MLA for Saskatoon Northwest
- In office 21 November 2007 – 31 August 2010
- Preceded by: Ted Merriman
- Succeeded by: Gordon Wyant

Personal details
- Born: 24 October 1949 New Brunswick, Canada
- Died: 16 April 2011 (aged 61) Trenton, Ontario, Canada
- Party: Saskatchewan Party Independent
- Occupation: Writer, youth counsellor

= Serge LeClerc =

Canadian politician (1949-2011)

Serge LeClerc (24 October 1949 – 16 April 2011) was a pardoned Canadian ex-criminal, former politician and co-author of the autobiography Untwisted.

He claimed to have been one of the most dangerous drug dealers and gang leaders in Canada. While serving in prison for one of his many convictions, LeClerc converted to Christianity, and began turning his life around. His career, aside from politics, consisted of speaking publicly to youth across Canada about his life and writing about his own experiences on such topics as drugs and violence.

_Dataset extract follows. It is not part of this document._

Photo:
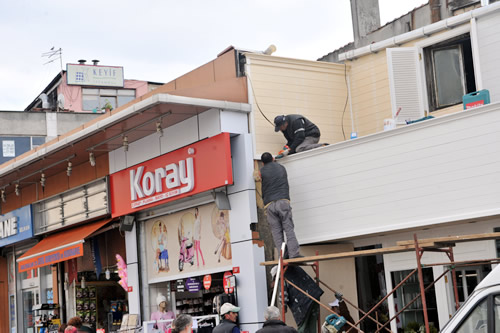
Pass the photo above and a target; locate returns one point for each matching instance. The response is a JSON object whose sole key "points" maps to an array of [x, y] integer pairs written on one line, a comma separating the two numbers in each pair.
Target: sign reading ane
{"points": [[196, 168]]}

LeClerc graduated from the University of Waterloo with an honours degree in sociology with a minor in social work, and with a social work diploma. He was an associate member of all of the Crime Stoppers chapters in Saskatchewan, and the founder and past director of Teen Challenge Saskatchewan. LeClerc also spoke against the Charter of Rights and Freedoms, stating that it puts the rights of the individual (criminal) over the rights of society as a whole. He was elected to represent the electoral district of Saskatoon Northwest in the Legislative Assembly of Saskatchewan in the 2007 election, as a member of the Saskatchewan Party.

==2010 criminal allegations==
On 16 April 2010, the Saskatoon office of the Canadian Broadcasting Corporation received a package containing audio recordings, allegedly of LeClerc, talking about marijuana and cocaine use, as well as sex with a gay man. The transcripts alleged many of the comments were made in the spring of 2009 when the legislature was in session. LeClerc removed himself from the Saskatchewan Party caucus on 16 April 2010, until he could "clear his name". On 20 April 2010, he announced he would not run in the 2011 provincial election. The Regina City Police began an investigation on 21 April 2010 but on 19 May 2010, they announced that no charges would be laid.

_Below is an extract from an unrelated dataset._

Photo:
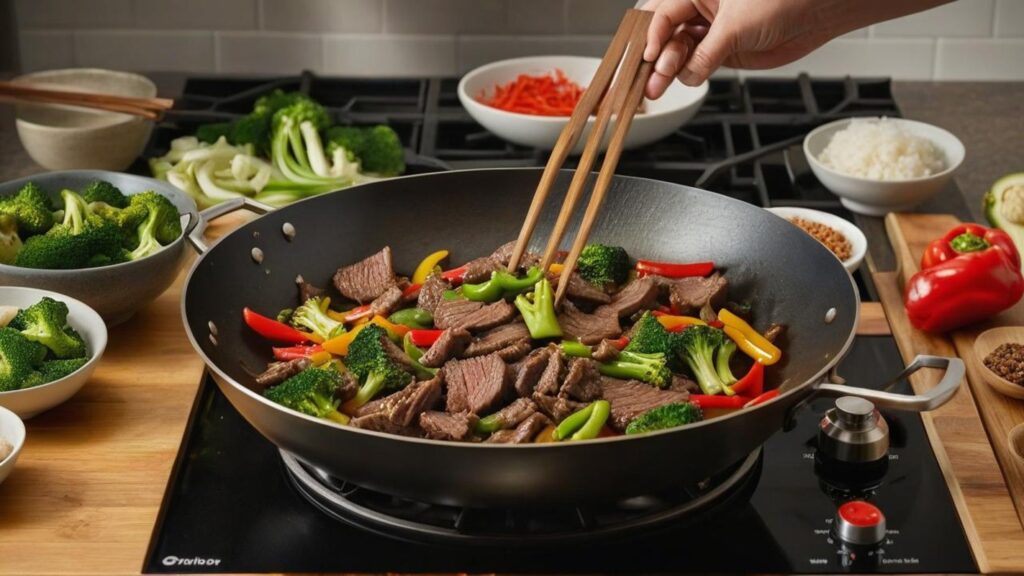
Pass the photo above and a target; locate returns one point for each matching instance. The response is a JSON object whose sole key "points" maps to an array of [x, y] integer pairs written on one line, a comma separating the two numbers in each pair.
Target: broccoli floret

Members of the Legislative Assembly voted to turn the matter over to the conflict of interest commissioner. LeClerc resigned his seat on 1 September 2010. On 23 November 2010, Saskatchewan's conflict of interest commissioner, Ronald Barclay, issued a report concluding LeClerc had, in fact, engaged in unethical and unlawful conduct while in office. Barclay rejected LeClerc's claim that the audio tapes had been forged, based on forensic analysis done by the Royal Canadian Mounted Police. LeClerc had destroyed the hard drive from his government issue laptop computer, making any forensic analysis of its contents impossible.

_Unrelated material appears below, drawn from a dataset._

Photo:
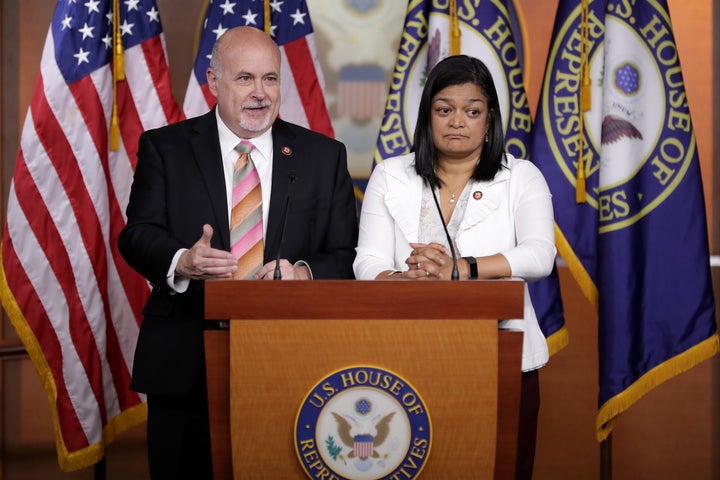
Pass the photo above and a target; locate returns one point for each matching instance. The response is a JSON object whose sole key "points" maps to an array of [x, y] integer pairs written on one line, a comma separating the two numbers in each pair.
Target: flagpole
{"points": [[99, 469], [606, 458]]}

A separate report from Barclay averred that LeClerc's constituency assistants did work for his public speaking business during their constituency office hours and using government office equipment. However that did not constitute a conflict of interest. LeClerc maintained that he was innocent of the criminal allegations made against him, and was the victim of a setup. He continued his anti-drug activism.

==Illness and death==
In October 2010, LeClerc announced he had been diagnosed with stomach and colon cancer, and was undergoing treatment in Ontario, where he died on 16 April 2011.